大きな配慮事項は、式辞の長さです。私は場合は6分。最大でも7分以内と決めていました。限られた時間の中で式の時間をコントロールすることは大切な視点です。

声の調子、明瞭さと心を込めて語るには、すらすらと暗唱で切る程度に内容を練習し理解しました。入念な下準備が、堂々とした立ち振る舞いに繋がります。

要点1 校長式辞は主催者の挨拶です。校内の教育活動ではなく「公立学校の公式学校行事」です。市長や議会、教育委員会をはじめ、区長等学校を応援していただきている地域応援団等への一定の敬意と感謝を表明する会でもあります。

私の式辞では冒頭の部分に日頃のご支援に感謝の言葉を添えています。視線と体をきちんと向けて姿勢を正し敬意を伝えました。

要点2 主役は新入生です。3年間のスタートとなる大切な式ですので、緊張している生徒にもわかる内容で学校が大切にしていることを理解してもらいます。これらは人生での指針となる大切な価値観として述べていました。
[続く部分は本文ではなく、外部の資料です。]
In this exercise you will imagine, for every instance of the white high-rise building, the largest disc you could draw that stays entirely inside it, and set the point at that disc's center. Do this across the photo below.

私の場合は「言葉の大切さ」というメッセージが多かったです。

  1. 言葉はこだまのように広がっていきます。よき言葉で豊かな学校文化を目指す
  2. よき言葉を胸に秘め、前向きに生活して成長を実感できる学校を目指す
  3. よき言葉は豊かな人間関係、学び合う人間関係づくりを重視する学校を目指す
  4. 「自分たちが学校づくりの主役である」という自治活動を重視する学校を目指す

当然、来賓と保護者にも聞いていただきたい内容であり、1年間本稿の芯となる理念でありもアリ先生方にも聞いていただきたい内容になっています。

要点3 保護者への3年間の学校の基本方針を、PTA活動等へのご理解ご協力を祝意とともに丁寧に伝えます。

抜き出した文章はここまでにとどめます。